Subset replacement in pqR: Now faster and better

2014-10-13 at 11:01 pm 7 comments

The latest version of pqR that I just released uses a new way of implementing subset replacement operations — such as a[i]<-1 or L$M[1:100,i]<-v. The new approach is much faster, and eliminates some strange behaviour of the previous approach.

This change affects only interpreted code. The bytecode compiler (available since R-2.13.0) introduced a different mechanism, which is also faster than the previous approach used by the interpreter (though it still has some of the strange behaviour). This faster mechanism was one of the main reasons for byte-compiled code to be faster than interpreted code (although it would have been possible to use the new mechanism in the interpreter as well). With pqR’s new implementation of subset replacement, this advantage of byte-compiled over interpreted code is much reduced.

In addition to being faster, pqR’s new approach is also more coherent than the previous approach (still current in the interpreter for R Core releases to at least R-3.1.1), which despite its gross inefficiency and confused semantics has remained essentially unchanged for 18 years. Unfortunately, the new approach in pqR is not as coherent as it might be, because past confusion has resulted in some packages doing “wrong” things, which have to be accommodated, as least in the short term.

Replacement functions. To understand pqR’s new approach, and the problems with the old approach (some not currently fixable), you first need to know how R’s subset replacement operations are defined. The central concept is that every function for extracting part of an object is accompanied by a corresponding function for replacing that part, whose name has “<-” appended. So, for example, the “dimnames” function is accompanied by “dimnames<-“, the “$” operator is accompanied by “$<-“, and “[” is accompanied by “[<-“.

Those three pairs of functions are primitive, but users can define their own pairs of subset and replacement functions. For example, the pair of functions below access or replace those elements of a vector that have odd indexes:

odd_elements <- function (x)
{  x[seq(1,by=2,length=(length(x)+1)%/%2)]  }
`odd_elements<-` <- function (x,value)
{  x[seq(1,by=2,length=(length(x)+1)%/%2)] <- value;  x  }

In general, such functions may take additional arguments that specify which part of the variable should be accessed or modified.
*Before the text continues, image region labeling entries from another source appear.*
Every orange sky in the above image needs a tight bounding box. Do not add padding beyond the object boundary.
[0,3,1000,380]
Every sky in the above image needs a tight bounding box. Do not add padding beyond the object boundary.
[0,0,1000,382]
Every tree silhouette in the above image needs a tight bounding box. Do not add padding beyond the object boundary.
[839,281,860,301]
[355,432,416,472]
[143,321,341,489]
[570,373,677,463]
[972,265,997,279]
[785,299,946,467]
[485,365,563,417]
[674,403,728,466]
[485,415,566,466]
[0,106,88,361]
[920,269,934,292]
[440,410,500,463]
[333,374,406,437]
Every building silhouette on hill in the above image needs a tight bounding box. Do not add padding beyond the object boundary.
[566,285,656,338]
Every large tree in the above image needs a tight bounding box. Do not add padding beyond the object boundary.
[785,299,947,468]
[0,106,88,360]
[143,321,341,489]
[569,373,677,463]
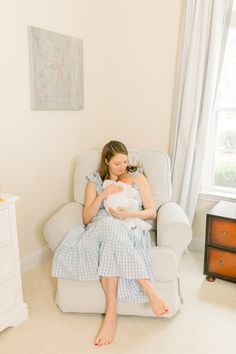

Simple replacements. To see how these replacement functions are used, let’s start with a simple replacement of part of a variable:

x[3:5] <- 13:15

According to the current R Language Definition at r-project.org, the effect of this statement is the same as that of

`*tmp*` <- x
x <- `[<-`(`*tmp*`, 3:5, value=13:15)
rm(`*tmp*`)

This specification is actually incomplete, since it fails to specify the value of the expression x[3:5] <- 13:15 (which might, uncommonly, be used someplace such as the argument of a function call), but it is close to a literal description of what the interpreter in R Core implementations does — this simple assignment to part of a vector really does cause a variable called “*tmp*” to be created in the current environment, to then be modified, and to finally be removed, with all the overhead this implies. You can confirm that this is what’s happening (for example, in R-3.1.1) by typing the following:

`*tmp*`<-9; a<-c(1,2); a[1]<-3; print(`*tmp*`)

You’ll get an error from print, since a[1]<-3 will have removed *tmp*.

In pqR, x[3:5] <- 13:15 is now instead implemented as something close to the following:

x <- `[<-`(x, 3:5, value=13:15)

This has the same effect as the code in the language definition, except that it has much less overhead, and lacks the undesired side effect of deleting any previously existing *tmp* variable. Subset replacement with a user-defined function is done the same way — for example, odd_elements(x)<-0 is translated to

x <- `odd_elements<-`(x, value=0)

Note that although their use in implementing assignments to subsets is the principal purpose of replacement functions, nothing stops them from being called directly. And it can occasionally be useful to write things like the following:

z <- W %*% `odd_elements<-`(x+y, value=1)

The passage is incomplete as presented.